Although all practices significantly improved process measures, only intervention clinics significantly improved clinical outcomes. The weak association between process and outcome measures has implications for the selection of quality measures for diabetes care and confirms that process measures are more quickly and easily improved than clinical outcomes.
A detailed economic analysis is underway; however, the total cost of the intervention was small from the perspective of the health care system. Site coordinators contributed 1 h per provider FTE per month, and LPCs were reimbursed for 1 h per month. Two-thirds of practices had software added to existing computers, whereas the remaining third required one computer and a printer for implementation.

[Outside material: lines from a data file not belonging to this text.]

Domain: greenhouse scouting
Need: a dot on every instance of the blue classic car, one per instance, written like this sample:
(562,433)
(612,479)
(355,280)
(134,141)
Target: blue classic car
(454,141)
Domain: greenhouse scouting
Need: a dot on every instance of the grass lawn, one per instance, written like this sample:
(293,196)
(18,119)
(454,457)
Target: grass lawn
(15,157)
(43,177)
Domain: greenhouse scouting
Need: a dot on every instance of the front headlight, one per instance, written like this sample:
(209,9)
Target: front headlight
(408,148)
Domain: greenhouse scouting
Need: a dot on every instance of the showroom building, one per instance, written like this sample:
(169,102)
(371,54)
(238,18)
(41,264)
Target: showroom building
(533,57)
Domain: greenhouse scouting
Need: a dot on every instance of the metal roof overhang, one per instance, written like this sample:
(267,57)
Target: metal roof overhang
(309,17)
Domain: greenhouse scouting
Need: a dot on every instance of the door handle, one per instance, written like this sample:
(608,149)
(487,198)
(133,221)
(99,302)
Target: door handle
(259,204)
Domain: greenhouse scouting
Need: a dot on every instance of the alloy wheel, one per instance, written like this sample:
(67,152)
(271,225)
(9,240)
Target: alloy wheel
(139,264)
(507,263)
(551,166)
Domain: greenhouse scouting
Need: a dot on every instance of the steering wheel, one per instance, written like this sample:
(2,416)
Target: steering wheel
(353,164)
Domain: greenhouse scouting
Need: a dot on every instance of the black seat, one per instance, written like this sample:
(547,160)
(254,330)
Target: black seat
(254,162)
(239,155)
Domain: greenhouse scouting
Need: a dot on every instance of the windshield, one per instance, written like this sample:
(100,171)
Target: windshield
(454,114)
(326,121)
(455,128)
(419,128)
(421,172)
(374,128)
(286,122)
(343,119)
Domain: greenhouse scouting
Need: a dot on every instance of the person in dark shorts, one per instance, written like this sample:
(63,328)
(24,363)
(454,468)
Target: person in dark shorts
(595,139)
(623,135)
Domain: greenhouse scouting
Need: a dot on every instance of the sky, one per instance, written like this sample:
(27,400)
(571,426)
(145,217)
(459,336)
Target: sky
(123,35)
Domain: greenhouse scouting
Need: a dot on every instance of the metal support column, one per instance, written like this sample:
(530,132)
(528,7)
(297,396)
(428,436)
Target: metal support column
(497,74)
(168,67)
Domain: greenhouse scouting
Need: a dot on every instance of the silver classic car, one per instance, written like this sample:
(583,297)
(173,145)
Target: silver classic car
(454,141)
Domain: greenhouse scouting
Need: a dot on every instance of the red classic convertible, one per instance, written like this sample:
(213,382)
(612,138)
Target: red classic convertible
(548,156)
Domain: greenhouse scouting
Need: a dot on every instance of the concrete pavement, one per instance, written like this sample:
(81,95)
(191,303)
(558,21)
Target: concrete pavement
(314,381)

Although a significant difference in clinical outcomes was seen at 12 months, the study does not suggest how long improvement would continue or the maximal improvement expected. The study was not powered to evaluate the success of introducing individual intervention components. At the completion of the 12-month intervention period, all control clinics chose to implement the TRANSLATE intervention. To date, all 24 clinics continue to use the diabetes registry or have converted to an electronic health record with similar functionality.

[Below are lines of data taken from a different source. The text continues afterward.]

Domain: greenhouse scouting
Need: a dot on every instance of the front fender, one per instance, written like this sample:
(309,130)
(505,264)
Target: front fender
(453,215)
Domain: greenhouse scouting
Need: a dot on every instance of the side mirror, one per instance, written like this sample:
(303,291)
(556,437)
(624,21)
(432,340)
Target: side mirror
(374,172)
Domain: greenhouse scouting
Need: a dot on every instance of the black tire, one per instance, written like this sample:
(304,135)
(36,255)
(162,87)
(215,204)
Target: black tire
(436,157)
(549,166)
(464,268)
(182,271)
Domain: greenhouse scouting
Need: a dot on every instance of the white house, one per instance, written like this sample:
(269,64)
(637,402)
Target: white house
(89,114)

Despite the use of a randomized controlled design with rigorous attention to implementation details, a number of factors limit interpretation. Practices were in a single geographic region and volunteered for the study. Effects may be different in other regions with different organizational systems or in practices unwilling or unable to change. In addition, average A1C among practices was very good at baseline (7.3%) and may have limited overall improvement. Intervention practices with the highest baseline A1Cs experienced the largest decrease.
In summary, the introduction of a multicomponent organizational intervention in community primary care practices significantly improves the percentage of type 2 diabetic patients achieving recommended values for a composite of SBP, LDL, and A1C. Additional studies are needed to examine sustainability, and it is not known whether this methodology will have similar benefits in care of other chronic diseases. This combination of components provides a proven strategy for initiating improvement in clinical diabetes care for many primary care practices.
This study was funded by the National Institute of Diabetes, Digestive, and Kidney Disorders, National Institutes of Health Grant 1 R18 DK061709-01A1, and the National Institutes of Health under Contract HHSN268200425212C, “Re-engineering the Clinical Research Enterprise.”